Abstract
Vast lifetime data arises in reliability and survival fields, which contains the information of the failure mechanism of systems. To capture the contained information and further improve the systems reliability, statistical modeling becomes an efficient tool for the quantitative analysis of lifetime data. As there are various types of lifetime data, our study will mainly focus on the three most common types: failure time data, recurrent failure time data and degradation data. The dissertation is composed of the statistical modelling and inference addressing the worthy studying issues of each of the above types of data.Failure time data refers to the collection of lifetimes of systems. Due to the limitations of budget, technology and the collection procedures, the data are sometimes censored and truncated. We first concern about the interval-censored failure time data arising from survival analysis in biostatistics. It is of main interest to identify and study the effects of the risk factors. A Bayesian additive Cox model is utilized to describe the relationship between the risk factors and the failure times. This model can achieve parameters estimation and variables selection, which efficiently improves the model interpretability and the predictive ability. An easy to implement Expectation-Maximization algorithm is developed for model fitting using a two-stage data augmentation procedure. The results of simulation experiments and the myocardial infraction data study compared with traditional method lasso further emphasize the efficiency of the proposed method.
In real world clinical settings, the rapidly paced adoption of electronic health records (EHR) allows more information to be collected and made available for analysis, resulting in a large number of patients and longitudinal biomarkers. Assuming that those patients come from a homogeneous population is not able to capture the characteristics of subgroups. A case study based on the records of 194,265 patients diagnosed with type 2 diabetes mellitus (T2DM) from 1955 to 2020 of the SingHealth Diabetes Registry (SDR) is conducted to reveal the relationship between HbA1c trajectories and the occurrence of recurrent hospitalization for heart failure (HHF). We applied the latent class growth model to HbA1c trajectories for distinguishing the heterogeneous population. Given the identified latent classes, the recurrent HHF process is modeled by nonhomogeneous Poisson process (NHPP).
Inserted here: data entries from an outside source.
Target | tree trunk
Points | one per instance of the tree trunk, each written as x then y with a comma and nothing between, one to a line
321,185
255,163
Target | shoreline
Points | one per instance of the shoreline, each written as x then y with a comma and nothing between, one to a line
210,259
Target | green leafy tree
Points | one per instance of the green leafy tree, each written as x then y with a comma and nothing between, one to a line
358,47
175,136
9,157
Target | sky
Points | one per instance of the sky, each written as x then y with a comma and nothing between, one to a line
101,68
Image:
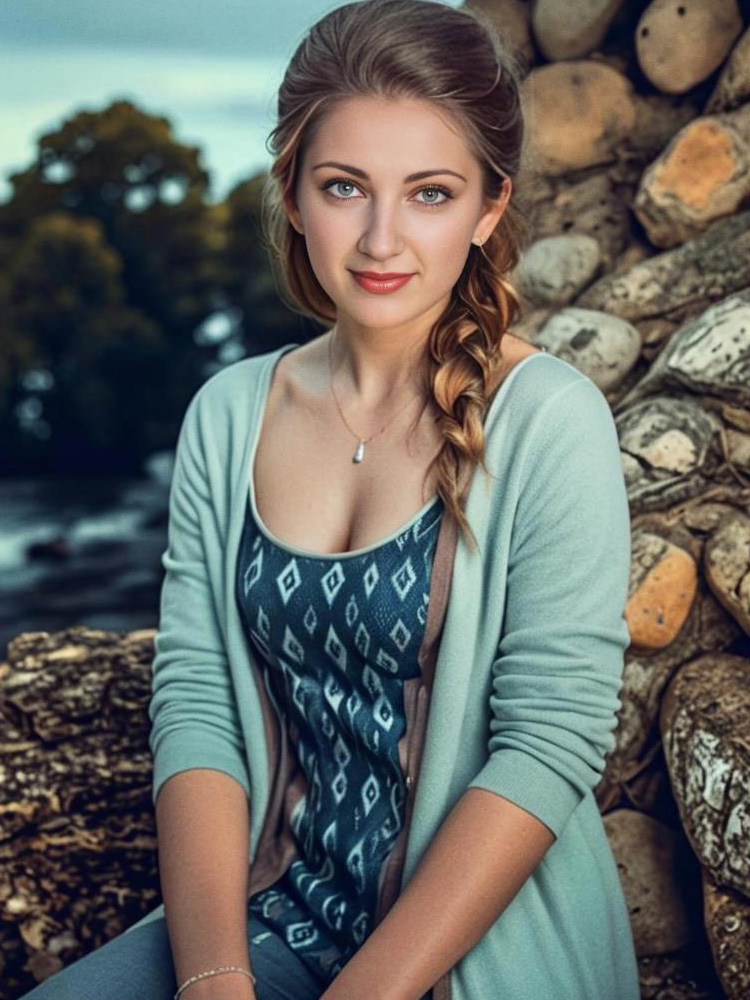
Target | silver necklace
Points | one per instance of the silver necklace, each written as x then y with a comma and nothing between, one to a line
359,454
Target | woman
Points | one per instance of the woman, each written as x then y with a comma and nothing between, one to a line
385,676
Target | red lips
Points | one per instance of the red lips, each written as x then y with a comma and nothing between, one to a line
385,276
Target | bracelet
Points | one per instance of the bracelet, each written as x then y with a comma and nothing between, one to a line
213,972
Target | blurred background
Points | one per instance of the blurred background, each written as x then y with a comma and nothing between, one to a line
131,268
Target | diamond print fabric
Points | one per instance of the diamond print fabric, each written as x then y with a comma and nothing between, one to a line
336,637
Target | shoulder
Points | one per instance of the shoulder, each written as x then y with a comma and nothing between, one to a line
231,392
546,407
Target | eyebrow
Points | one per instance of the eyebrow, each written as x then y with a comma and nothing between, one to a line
407,180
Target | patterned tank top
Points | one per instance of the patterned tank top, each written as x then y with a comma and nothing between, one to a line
335,637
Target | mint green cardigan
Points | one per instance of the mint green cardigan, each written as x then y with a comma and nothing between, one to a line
528,673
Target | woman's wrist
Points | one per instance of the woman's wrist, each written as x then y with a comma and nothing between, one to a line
226,986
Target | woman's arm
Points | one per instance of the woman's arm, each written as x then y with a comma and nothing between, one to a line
480,857
553,700
202,821
201,785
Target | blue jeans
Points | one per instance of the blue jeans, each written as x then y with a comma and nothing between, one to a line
137,965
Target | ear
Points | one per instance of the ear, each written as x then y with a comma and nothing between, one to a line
494,208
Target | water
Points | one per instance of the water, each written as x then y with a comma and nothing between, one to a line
107,570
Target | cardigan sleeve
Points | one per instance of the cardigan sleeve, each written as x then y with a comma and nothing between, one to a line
192,707
557,674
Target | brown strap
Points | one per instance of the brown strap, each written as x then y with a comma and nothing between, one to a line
440,585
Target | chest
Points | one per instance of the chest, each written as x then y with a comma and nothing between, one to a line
311,495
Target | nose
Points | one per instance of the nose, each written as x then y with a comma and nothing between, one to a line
382,237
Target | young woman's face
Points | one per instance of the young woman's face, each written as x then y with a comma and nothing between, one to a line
359,211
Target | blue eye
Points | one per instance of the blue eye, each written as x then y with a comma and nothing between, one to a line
426,204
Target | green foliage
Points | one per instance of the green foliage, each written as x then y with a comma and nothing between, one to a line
112,259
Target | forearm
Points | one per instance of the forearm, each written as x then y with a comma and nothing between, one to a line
480,857
202,820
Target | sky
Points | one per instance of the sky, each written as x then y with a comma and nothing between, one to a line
212,68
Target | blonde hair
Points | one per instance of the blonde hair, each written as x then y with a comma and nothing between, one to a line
415,49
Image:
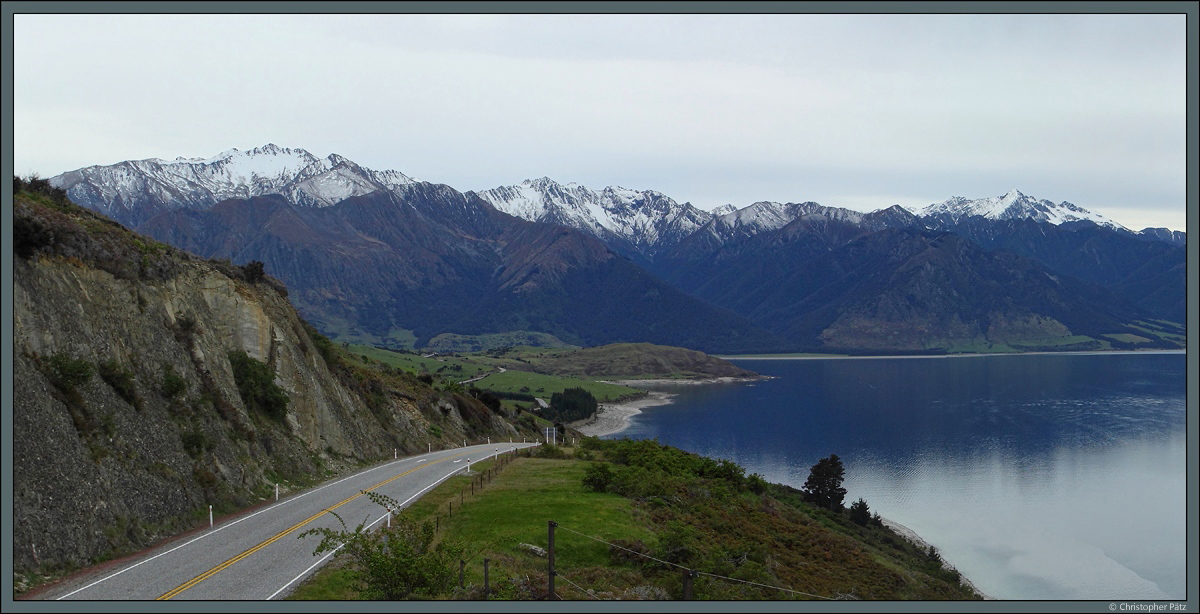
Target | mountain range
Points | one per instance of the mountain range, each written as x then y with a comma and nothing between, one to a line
385,256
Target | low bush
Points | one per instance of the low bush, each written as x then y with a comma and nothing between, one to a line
256,384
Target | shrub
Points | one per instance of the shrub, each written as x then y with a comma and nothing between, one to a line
120,380
172,384
29,235
253,271
598,476
195,443
256,384
65,373
396,563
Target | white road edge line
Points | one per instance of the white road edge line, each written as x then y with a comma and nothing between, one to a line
223,527
293,581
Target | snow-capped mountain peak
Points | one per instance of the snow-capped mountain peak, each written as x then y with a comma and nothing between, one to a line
643,221
135,190
1014,205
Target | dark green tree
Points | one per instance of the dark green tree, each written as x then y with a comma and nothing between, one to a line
823,486
859,512
570,404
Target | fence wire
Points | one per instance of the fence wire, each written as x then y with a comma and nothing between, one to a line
699,572
588,593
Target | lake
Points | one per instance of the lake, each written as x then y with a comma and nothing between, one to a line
1038,476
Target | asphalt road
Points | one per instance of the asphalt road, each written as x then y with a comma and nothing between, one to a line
258,555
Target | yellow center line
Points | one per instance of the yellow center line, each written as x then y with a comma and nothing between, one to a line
216,570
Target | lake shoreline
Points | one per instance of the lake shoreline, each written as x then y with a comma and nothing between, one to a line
835,356
613,417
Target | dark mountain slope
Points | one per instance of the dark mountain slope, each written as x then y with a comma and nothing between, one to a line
430,259
823,284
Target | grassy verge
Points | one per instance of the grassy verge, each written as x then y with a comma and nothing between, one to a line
664,510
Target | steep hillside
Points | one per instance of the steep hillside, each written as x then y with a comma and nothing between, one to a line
150,384
432,260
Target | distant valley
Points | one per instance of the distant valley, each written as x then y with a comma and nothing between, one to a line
383,258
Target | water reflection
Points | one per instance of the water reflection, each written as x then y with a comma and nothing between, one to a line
1038,476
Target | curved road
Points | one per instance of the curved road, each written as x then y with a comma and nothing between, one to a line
258,557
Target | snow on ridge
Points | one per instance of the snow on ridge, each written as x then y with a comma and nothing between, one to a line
1015,205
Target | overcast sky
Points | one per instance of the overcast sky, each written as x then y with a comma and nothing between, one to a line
861,112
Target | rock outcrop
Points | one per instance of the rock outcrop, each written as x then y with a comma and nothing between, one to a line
127,415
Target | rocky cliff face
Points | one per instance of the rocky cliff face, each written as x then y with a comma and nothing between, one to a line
127,415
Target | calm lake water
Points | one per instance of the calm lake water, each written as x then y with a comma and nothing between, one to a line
1038,476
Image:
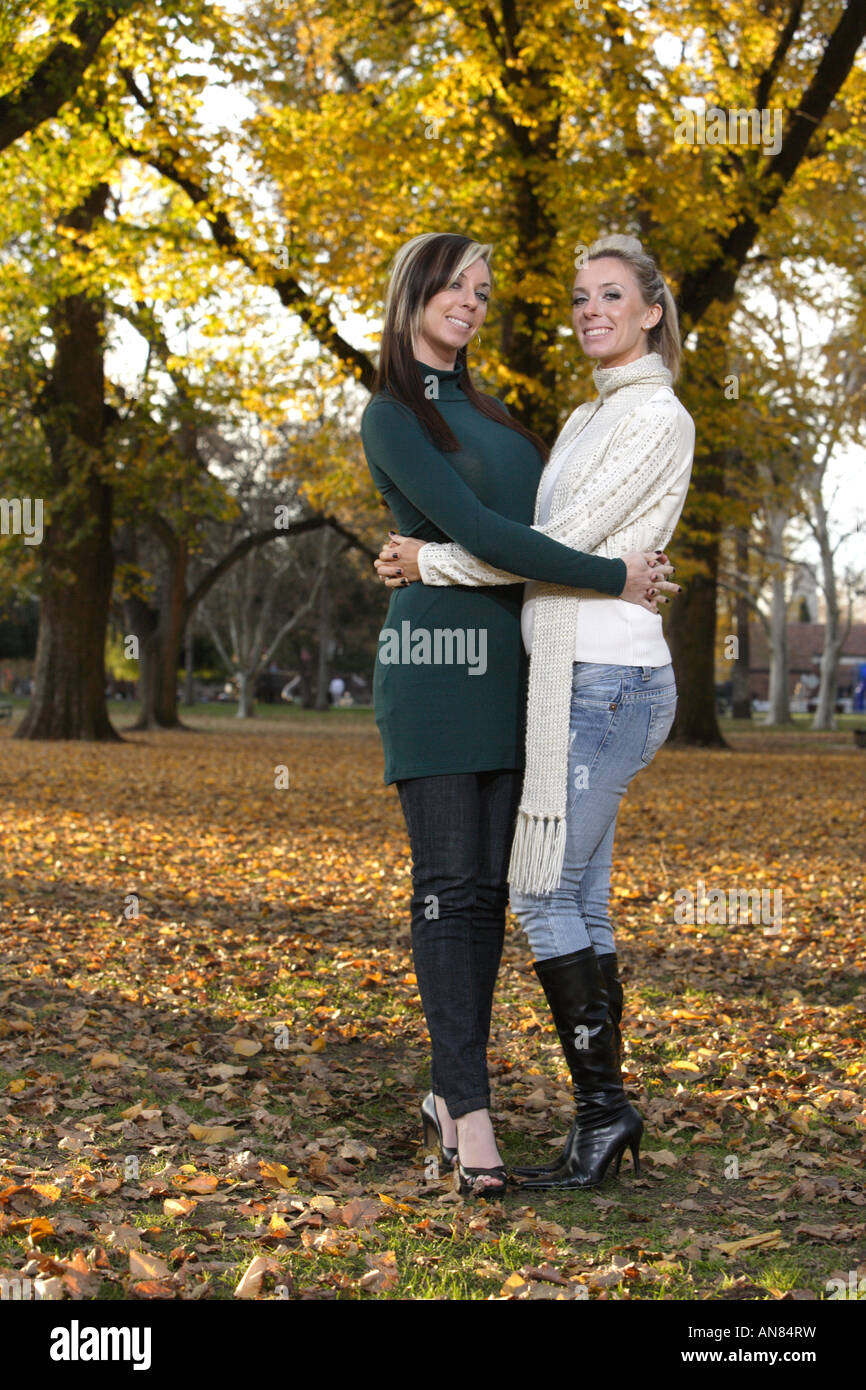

The mean survival probability of each class can qualitatively explain its association with HbA1c levels.
In some reliability applications, a system can continue to be in operation after the failure is repaired. The time record of the recurrent failures is called recurrent data. A main challenge in reliability analysis of repairable systems is to model the heterogeneity in their failure behavior, which can be reflected by the corresponding recurrent failure-time data. To capture the system heterogeneity for data analysis, a system-specific frailty (random effect) is typically introduced in most existing statistical models. In practice, the random effect of repairable systems tends to be time-varying; for example, each repair action could change system’s physical properties. Prior studies, however, take no account of this time-varying nature and few of them circumvent the risk of model misspecification on the parametric distribution of frailty. This thesis proposed a semiparametric model that uses multivariate Gaussian convolution processes (MGCPs) to meet the above challenges. We use the trend renewal process to model the baseline intensity function of each repairable system. Based on the baseline intensity function, we then introduce MGCPs to simultaneously factor in heterogeneity and infer commonalities across multiple systems. Simulation studies show the advantages of our model in terms of robustness and estimation accuracy. A group of oil and gas well systems are used to illustrate the application of the proposed model.
Degradation data involves the monitored measurements of some physical characteristics over time that are related to the failure of systems, which provides a large amount of information. Once the degradation reaches a predetermined threshold, the system is usually considered as failure. An important object of degradation modeling is to predict the remaining useful life (RUL) of systems in operation. Efficient detection of anomaly, and therefore the first predicting time (FRT), helps improve RUL prediction through maintenance and repair. In this part, we consider a nonparametric FPT determination method that free from the effect of misspecification error in the health index distribution. Then an RUL prediction method is established based on a modified exponential degradation model. Numerical studies reveal that the proposed method has significant benefits over some existing alternatives.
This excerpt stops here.